The medical definition for social phobia is an anxiety disorder characterized by a persisting irrational fear of situations in which the individual may be scrutinized by peers or unfamiliar individuals. This can be related to any social situation, and not only branches out with fears like stage fright and a fear of public speaking, but can even occur when someone is in a small group setting and may be judged on the slightest personal quirks.
I can understand completely the nervous feeling that comes as you stand up to perform anything in front of a group of people. Whether you’re presenting a big project in front of a mandatory class or participating in some kind of live performance, there is always a sense of vulnerability a person can feel when they stand before an audience of any size. No matter what it is you’re doing, you are exposing a piece of yourself to a group of people who may have the power to form an everlasting verdict about your abilities and the overall quality of your “presentation.”
But honestly, would someone seriously jump to endure Chinese water torture before they’d be caught under a spotlight of any kind?
Now, I personally have an intense and obscure fear of holding reptiles. Not of reptiles themselves, just of touching them. I’m actually quite fascinated by them. But if you even try to shove one toward me while commanding, “Go on, hold it,” I will cry, flee and, if backed into a corner, I will buckle down and hyperventilate dramatically over the thought of being responsible for having such a thing against my skin.
However, if the unfortunate day ever arrives that an iguana should happen to be thrust into my arms, I may have several reactions, but dying will not be one of them.
I believe frequent exposure is the only way to conquer a fear, and if something like negative social judgment is stopping you from obtaining what could be the chance of a lifetime, there is a simple mind-over-matter remedy that should be applied so that you can move on with your life.

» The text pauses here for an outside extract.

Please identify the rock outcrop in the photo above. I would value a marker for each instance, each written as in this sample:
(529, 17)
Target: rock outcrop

Then again, I wonder if social phobia truly does exist in the young generation of today, because even if people claim they fear peer disapproval, they still post every wild and embarrassing pic on Facebook. They still post their randomly free-formed, un-spell-checked thoughts on Twitter, and they desperately seek a “guaranteed” 15 minutes of fame by performing anything imaginable in front of a video camera that will promptly be transferred to YouTube in order to await liking, disliking and viral recognition.
Perhaps this is why it’s called an “irrational fear.” If it were truly rational to completely fear what every other person on earth thought of you, social networking and possibly the Internet as a whole would crumble as a communication industry.
People will have their opinion no matter what, but maybe the fear should be less of what their judgments will cause and more about the opportunities in your life that could be hindered.